当たり前のこと?(democratさんへ)

2003/9/29 さつき、40代

>無辜の人を殺してはならない。一般市民を殺すべきではない。-こんな当たり前のことをなぜ議論しなければならないのか。

もう一度、私の主張の根幹を示しますので、それへの批判をお願いします。

>犯人が特定されているのに、その犯罪者が野放しになっているどころか、なお次の犯罪に手を染めようとさえしている。しかも、それを誰もとがめようとせず、実際に犯人が罰せられる見込みは皆無である。そんな状況で(私的報復を実行しようとしている)被害者をどう説得せよと言うのですか? しかも被害者から見れば、私たちは犯罪に手をかしている一味でさへあるのです。汚れた手をして、口だけは達者に被害者に向けて「ヒューマニズム」を説くその語り手に、真のヒューマニズムが備わっていると言えるでしょうか? ( )内は追加補足

democratさんは、巻き添えになった「一般市民」を「無辜の人」と表現されるが、それは身勝手な判断ではないかという疑問が私の出発点です。民主主義国家であるなら主権者は一般国民です。ならば、国家が冒す犯罪の「決定者、指揮命令者」は一般国民ではないのか? という疑問です。

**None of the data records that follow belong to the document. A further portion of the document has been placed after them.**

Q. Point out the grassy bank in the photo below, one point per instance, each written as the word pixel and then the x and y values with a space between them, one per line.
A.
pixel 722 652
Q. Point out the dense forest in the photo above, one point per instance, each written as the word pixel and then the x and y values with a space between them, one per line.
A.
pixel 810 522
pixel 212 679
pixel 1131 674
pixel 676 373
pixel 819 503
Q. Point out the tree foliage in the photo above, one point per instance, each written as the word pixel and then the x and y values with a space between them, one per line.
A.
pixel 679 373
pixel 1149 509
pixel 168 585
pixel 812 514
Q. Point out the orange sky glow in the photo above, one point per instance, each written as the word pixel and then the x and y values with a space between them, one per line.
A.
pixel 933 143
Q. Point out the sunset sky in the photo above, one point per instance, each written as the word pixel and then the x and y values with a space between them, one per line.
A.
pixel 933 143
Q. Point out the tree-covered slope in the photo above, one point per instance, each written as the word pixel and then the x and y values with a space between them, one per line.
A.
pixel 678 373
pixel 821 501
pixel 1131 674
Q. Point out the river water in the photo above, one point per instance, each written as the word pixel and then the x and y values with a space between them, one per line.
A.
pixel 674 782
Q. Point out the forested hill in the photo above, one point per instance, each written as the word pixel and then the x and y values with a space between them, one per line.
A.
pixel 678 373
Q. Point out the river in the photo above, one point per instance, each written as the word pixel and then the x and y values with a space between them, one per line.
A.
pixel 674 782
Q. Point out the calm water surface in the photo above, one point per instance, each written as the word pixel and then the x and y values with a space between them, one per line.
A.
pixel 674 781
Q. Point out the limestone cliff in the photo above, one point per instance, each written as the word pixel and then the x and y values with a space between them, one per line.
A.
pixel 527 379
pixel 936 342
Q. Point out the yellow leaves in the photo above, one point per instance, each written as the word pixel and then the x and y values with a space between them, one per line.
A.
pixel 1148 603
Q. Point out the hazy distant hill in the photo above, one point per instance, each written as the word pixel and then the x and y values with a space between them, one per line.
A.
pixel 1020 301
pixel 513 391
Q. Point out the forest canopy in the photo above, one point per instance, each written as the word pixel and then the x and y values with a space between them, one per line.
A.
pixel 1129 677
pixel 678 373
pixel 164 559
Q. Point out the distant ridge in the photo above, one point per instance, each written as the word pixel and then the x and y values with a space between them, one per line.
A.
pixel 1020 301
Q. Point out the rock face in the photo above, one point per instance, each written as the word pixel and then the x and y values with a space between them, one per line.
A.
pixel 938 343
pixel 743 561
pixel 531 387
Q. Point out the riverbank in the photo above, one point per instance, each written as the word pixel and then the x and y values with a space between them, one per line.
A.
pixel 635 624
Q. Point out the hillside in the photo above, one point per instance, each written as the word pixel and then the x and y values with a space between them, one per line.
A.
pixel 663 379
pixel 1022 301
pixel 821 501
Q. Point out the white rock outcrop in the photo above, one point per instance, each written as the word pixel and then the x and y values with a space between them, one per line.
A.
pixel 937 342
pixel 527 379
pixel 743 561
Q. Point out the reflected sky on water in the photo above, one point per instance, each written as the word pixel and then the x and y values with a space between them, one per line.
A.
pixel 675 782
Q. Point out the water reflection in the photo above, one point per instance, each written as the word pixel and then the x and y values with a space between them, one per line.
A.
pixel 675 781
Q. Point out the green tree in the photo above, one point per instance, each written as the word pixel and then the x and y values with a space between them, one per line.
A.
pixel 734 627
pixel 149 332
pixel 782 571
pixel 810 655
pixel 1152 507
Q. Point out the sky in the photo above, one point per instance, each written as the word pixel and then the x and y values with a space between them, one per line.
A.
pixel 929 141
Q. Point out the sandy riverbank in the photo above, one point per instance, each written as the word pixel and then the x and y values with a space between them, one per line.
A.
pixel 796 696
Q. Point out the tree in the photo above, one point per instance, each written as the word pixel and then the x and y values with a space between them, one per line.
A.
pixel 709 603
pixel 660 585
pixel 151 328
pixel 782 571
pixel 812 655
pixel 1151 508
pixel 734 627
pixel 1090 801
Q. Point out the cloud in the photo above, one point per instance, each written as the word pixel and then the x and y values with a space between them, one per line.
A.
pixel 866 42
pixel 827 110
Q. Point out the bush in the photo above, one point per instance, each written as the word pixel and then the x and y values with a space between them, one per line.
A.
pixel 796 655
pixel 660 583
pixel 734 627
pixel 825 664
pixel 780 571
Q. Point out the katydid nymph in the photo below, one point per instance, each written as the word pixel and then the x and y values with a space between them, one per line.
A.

一部の国・地域を略奪・搾取によって19世紀的状況に押し込めておきならが、自らは21世紀を謳歌している身で、彼らの冒す「犯罪」に「20世紀の教訓」でバッサリと斬りつける、そうした発想がヒューマニズムであると説かれても、私にはとんとわかりません。democratさんから見れば「当たり前のこと」さへわからぬ私のような者の疑問に応えることは無意味だとお考えかもしれませんが、どうかよろしくお願いします。

以下は訂正・お詫び、補足などです。

>本多勝一の非難する「けんか両成敗論」は、市民に対するテロではなく、米兵に対する攻撃について書かれたものです。彼があなたのように「看守長を選んだ選挙民」(一般市民)へのテロを正当化している文章があったら、どうか示してください。

確かに引用した本多さんの文章は、「米兵への狙撃」についての言及でした。これは私の早とちりで訂正します。また、本多勝一さんには、不正確な引用をした事をお詫びします。
なお、

>広島・長崎の原爆投下は、日本陸軍がアジアで残虐行為を行ったから非難できないのか?

についてですが、
例えば、広島平和記念資料館の展示・解説は、当然ですが、戦争と原爆の悲惨さを訴え、核廃絶と真の平和構築の希望へとつなぐ構成となっています。しかし、注意深く観ればわかるように、「一般市民」を無差別に殺戮した一点をもって原爆を落とした米国を非難する論調は、全くありません。展示コースは、軍都広島の成立過程とアジア諸国民に対する加害の歴史からスタートします。何度も訪れた経験から言うと、このような構成は最初からのものではありませんでした。その過程には、本多勝一さんが、大江健三郎さんを批判された視点などが反映されてきたとも言え、被爆者自身の長年の苦闘の末に築かれた現在の到達点なのです。本多さんは、「原爆の問題」に打ち込んできた大江さんをどう批判したのか? 40代以上の方なら良くご存知の筈です。中心的な話題は大江さんの「文芸春秋社」との関わりにあった訳ですが、その矛先は、大江さんの原爆を論じる視点へと及びました。

本多さんの編による『文筆生活の方法』に収録された「日本の反核・平和運動は加害者の視点を欠く」と題する本多さん自身の論考では、まず、アジアの民衆の立場からの「・・・あの原爆は日本の暴虐から抜け出る“光明”だった。日本軍は原爆の犠牲者の何十倍もの民衆をアジアで殺している。その自覚も反省もなく、反核・平和運動の連帯を唱えてもアジアの民衆は動かない」との声などを紹介し、では「どうしたらよいのか」、と続けて、「むしろ結論はわかっている。『反核』や『広島・長崎』や『反戦』を、被害者づらでは訴えないことだ。問題はその方法である。」として、「しかし、加害を被害と同レベルにするためには、言葉だけでは信用されない。単に双方並べて展示したり論じたりにとどまっていては、やはり説得力に限界がある。はっきりと態度としての証拠が見られなければならない。その最も説得力のある『証拠』こそが、ドイツやイタリアのような、自らの手による戦犯の追及なのだ。」(以下、略)と続けられています。

冒頭に再録した私の主張も同じ視点に立つものです。しかし、その本多勝一さんが、『週刊金曜日』のコラムで「米帝国による大規模なテロ」と、戦後の「米兵への狙撃」とを対置しながらテロの問題にコメントしているつもりになっているとしたら(焦点がそこにないとしても)無意味な論考と言わざるを得ません。